Freeze intolerance is usually a strategy used by invertebrates found in cool to mildly cold climes. Freeze tolerance is used in really cold areas.
The "anti-freeze" chemicals are found in both freeze tolerant and freeze intolerant invertebrates. The freeze tolerant insects use these chemicals to prevent ice crystals forming inside their cells whilst the haemolymph around them freezes. Freeze intolerant insects use the chemicals to try and prevent freezing altogether. However, if the temperature drops too low then they can't stop ice crystals forming inside their cells and this can kill both freeze tolerant and freeze intolerant invertebrates.
By stopping ice from forming an invertebrate can become "supercooled". Supercooling is when a liquid is cooled to a temperature below its freezing point and it does not freeze.

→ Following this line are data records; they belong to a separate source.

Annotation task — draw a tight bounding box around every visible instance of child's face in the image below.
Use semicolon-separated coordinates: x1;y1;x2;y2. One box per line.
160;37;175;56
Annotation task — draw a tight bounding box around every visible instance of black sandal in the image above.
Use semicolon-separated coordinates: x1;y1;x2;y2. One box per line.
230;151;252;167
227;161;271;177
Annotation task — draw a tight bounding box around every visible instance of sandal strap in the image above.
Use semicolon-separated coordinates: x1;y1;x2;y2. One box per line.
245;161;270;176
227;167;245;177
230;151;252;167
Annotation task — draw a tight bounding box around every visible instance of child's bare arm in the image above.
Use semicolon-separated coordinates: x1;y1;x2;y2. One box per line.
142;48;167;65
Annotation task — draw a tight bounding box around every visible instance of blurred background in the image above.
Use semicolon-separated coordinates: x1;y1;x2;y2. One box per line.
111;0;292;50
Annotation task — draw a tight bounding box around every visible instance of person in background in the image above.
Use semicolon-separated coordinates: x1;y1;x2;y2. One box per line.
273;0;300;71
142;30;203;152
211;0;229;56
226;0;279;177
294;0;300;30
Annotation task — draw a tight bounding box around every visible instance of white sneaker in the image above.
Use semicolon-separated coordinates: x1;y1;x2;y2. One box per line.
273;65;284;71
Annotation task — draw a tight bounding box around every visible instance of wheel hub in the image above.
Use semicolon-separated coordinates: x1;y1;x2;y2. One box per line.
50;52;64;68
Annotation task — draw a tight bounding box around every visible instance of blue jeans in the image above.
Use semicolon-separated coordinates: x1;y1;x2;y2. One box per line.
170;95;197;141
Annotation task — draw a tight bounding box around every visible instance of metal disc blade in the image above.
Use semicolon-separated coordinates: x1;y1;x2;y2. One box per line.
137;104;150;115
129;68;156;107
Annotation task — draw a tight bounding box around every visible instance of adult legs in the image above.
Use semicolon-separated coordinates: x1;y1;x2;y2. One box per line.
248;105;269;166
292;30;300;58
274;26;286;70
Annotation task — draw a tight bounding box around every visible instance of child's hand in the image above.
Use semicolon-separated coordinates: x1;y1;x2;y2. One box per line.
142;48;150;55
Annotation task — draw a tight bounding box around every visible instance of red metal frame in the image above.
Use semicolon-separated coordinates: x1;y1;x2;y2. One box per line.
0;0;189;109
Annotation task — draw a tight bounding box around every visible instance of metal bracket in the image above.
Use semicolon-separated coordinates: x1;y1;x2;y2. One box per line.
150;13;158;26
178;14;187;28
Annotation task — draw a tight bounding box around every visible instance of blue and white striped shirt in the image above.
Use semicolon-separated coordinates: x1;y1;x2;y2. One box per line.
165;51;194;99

Freeze intolerant insects, those that rely on super cooling themselves without freezing, will freeze solid and die if the temperature drops below their supercooling point. In comparison, freeze tolerant insects still freeze solid but can survive this freezing. The supercooling point is the temperature below which an animal is unable to stop itself freezing despite the chemicals in its body.
A good example of an insect that is both freeze tolerant and has a low supercooling point is the beetle Pytho deplaratus. It can supercool (remain unfrozen) to temperatures as cold as -54°C. If the temperature drops further it can still survive for a while because it is freeze tolerant and ice forms around its cells not within them.
Two more tricks invertebrates use are to reduce the amount of water in their body and also empty their gut of food. Emptying your gut of food works both to reduce your overall water content and to remove a possible source of ice crystal formation.
The strategies used by insects and other invertebrates to survive winter are many and varied. Fortunately the strategies work and, when the weather gets warmer, the insects return in great numbers.